Mojo🔥 GPU Puzzles

Overview

Implement a kernel that adds 10 to each position of a vector a and stores it in output.

Note: You have fewer threads per block than the size of a.

Key concepts

In this puzzle, you’ll learn about:

Using shared memory within thread blocks
Synchronizing threads with barriers
Managing block-local data storage

The key insight is understanding how shared memory provides fast, block-local storage that all threads in a block can access, requiring careful coordination between threads.

Configuration

Array size: SIZE = 8 elements
Threads per block: TPB = 4
Number of blocks: 2
Shared memory: TPB elements per block

Notes:

Shared memory: Fast storage shared by threads in a block
Thread sync: Coordination using barrier()
Memory scope: Shared memory only visible within block
Access pattern: Local vs global indexing

Warning: Each block can only have a constant amount of shared memory that threads in that block can read and write to. This needs to be a literal python constant, not a variable.
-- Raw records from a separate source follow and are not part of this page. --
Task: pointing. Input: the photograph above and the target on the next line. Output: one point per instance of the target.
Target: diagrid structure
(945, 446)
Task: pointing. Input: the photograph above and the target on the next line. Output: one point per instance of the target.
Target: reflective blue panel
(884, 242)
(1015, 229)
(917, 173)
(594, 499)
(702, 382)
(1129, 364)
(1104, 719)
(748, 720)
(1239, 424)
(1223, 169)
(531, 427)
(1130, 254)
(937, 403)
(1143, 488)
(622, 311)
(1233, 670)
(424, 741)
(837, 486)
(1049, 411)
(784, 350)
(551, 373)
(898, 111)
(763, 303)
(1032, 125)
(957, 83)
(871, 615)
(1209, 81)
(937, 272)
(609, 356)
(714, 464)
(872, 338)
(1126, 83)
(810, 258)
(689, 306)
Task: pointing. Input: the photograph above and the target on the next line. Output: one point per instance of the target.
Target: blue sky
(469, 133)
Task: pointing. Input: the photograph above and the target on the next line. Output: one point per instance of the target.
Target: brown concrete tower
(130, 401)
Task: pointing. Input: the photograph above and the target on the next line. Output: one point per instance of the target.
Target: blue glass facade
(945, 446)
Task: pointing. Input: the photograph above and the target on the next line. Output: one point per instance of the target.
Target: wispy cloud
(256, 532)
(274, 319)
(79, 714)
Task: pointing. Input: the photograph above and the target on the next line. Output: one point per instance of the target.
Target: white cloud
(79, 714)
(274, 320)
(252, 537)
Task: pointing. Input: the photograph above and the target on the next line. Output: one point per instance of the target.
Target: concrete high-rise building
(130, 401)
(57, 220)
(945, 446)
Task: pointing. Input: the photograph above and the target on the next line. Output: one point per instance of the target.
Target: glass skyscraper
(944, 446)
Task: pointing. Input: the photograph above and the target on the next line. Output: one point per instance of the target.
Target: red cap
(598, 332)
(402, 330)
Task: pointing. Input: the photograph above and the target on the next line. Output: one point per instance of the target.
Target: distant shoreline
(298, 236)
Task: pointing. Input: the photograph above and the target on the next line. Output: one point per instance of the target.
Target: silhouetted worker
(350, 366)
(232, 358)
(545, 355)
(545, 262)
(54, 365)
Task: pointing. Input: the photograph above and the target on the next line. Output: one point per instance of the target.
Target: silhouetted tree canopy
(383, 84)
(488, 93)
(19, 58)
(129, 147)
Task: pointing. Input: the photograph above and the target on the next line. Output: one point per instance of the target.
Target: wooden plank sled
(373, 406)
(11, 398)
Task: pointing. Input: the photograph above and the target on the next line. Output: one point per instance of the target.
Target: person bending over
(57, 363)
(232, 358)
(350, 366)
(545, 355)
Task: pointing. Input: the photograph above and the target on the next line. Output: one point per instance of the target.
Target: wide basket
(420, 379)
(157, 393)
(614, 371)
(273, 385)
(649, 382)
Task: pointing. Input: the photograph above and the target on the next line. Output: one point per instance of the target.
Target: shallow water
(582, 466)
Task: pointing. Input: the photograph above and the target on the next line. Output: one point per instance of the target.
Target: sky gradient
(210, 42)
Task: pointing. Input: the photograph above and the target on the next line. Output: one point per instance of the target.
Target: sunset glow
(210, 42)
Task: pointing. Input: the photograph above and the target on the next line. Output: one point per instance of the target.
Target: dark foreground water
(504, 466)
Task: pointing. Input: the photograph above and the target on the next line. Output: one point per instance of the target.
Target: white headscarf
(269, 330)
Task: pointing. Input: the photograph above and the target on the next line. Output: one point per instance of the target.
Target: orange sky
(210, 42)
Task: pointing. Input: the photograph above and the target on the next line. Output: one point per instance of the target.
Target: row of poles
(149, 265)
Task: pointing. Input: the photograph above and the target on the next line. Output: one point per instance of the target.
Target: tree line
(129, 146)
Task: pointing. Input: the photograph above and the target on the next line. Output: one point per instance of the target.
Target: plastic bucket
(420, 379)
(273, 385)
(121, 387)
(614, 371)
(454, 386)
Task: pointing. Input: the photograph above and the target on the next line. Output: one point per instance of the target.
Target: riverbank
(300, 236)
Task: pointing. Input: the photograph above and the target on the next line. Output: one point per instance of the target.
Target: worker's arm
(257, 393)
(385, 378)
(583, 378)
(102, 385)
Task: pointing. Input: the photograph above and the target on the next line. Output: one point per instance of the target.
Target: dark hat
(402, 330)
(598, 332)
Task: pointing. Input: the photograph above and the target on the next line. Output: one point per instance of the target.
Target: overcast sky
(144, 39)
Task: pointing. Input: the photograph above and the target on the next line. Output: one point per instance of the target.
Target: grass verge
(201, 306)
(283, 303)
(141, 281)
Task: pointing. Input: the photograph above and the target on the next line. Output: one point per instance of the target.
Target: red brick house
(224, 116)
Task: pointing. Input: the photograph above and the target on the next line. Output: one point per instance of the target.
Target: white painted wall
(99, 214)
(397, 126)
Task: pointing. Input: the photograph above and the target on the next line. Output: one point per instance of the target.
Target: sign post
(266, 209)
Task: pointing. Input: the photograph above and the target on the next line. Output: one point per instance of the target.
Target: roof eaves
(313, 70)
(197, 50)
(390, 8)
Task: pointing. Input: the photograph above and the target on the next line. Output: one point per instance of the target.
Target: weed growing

After writing to shared memory you need to call barrier to ensure that threads do not cross.

Code to complete

alias TPB = 4
alias SIZE = 8
alias BLOCKS_PER_GRID = (2, 1)
alias THREADS_PER_BLOCK = (TPB, 1)
alias dtype = DType.float32


fn add_10_shared(
    output: UnsafePointer[Scalar[dtype]],
    a: UnsafePointer[Scalar[dtype]],
    size: Int,
):
    shared = stack_allocation[
        TPB,
        Scalar[dtype],
        address_space = AddressSpace.SHARED,
    ]()
    global_i = block_dim.x * block_idx.x + thread_idx.x
    local_i = thread_idx.x
    # local data into shared memory
    if global_i < size:
        shared[local_i] = a[global_i]

    # wait for all threads to complete
    # works within a thread block
    barrier()

    # FILL ME IN (roughly 2 lines)

View full file: problems/p08/p08.mojo

Tips

Wait for shared memory load with barrier()
Use local_i to access shared memory: shared[local_i]
Use global_i for output: output[global_i]
Add guard: if global_i < size

Running the code

To test your solution, run the following command in your terminal:

uv run poe p08

pixi run p08

Your output will look like this if the puzzle isn’t solved yet:

out: HostBuffer([0.0, 0.0, 0.0, 0.0, 0.0, 0.0, 0.0, 0.0])
expected: HostBuffer([11.0, 11.0, 11.0, 11.0, 11.0, 11.0, 11.0, 11.0])

Solution

fn add_10_shared(
    output: UnsafePointer[Scalar[dtype]],
    a: UnsafePointer[Scalar[dtype]],
    size: Int,
):
    shared = stack_allocation[
        TPB,
        Scalar[dtype],
        address_space = AddressSpace.SHARED,
    ]()
    global_i = block_dim.x * block_idx.x + thread_idx.x
    local_i = thread_idx.x
    # local data into shared memory
    if global_i < size:
        shared[local_i] = a[global_i]

    # wait for all threads to complete
    # works within a thread block
    barrier()

    # process using shared memory
    if global_i < size:
        output[global_i] = shared[local_i] + 10

This solution demonstrates key concepts of shared memory usage in GPU programming:

Memory hierarchy
- Global memory: a and output arrays (slow, visible to all blocks)
- Shared memory: shared array (fast, thread-block local)
- Example for 8 elements with 4 threads per block:
```
Global array a: [1 1 1 1 | 1 1 1 1]  # Input: all ones

Block (0):      Block (1):
shared[0..3]    shared[0..3]
[1 1 1 1]       [1 1 1 1]
```

Thread coordination

Load phase:

Thread 0: shared[0] = a[0]=1    Thread 2: shared[2] = a[2]=1
Thread 1: shared[1] = a[1]=1    Thread 3: shared[3] = a[3]=1
barrier()    ↓         ↓        ↓         ↓   # Wait for all loads

Process phase: Each thread adds 10 to its shared memory value
Result: output[i] = shared[local_i] + 10 = 11

Index mapping
- Global index: block_dim.x * block_idx.x + thread_idx.x
```
Block 0 output: [11 11 11 11]
Block 1 output: [11 11 11 11]
```
- Local index: thread_idx.x for shared memory access
```
Both blocks process: 1 + 10 = 11
```
Memory access pattern
- Load: Global → Shared (coalesced reads of 1s)
- Sync: barrier() ensures all loads complete
- Process: Add 10 to shared values
- Store: Write 11s back to global memory

This pattern shows how to use shared memory to optimize data access while maintaining thread coordination within blocks.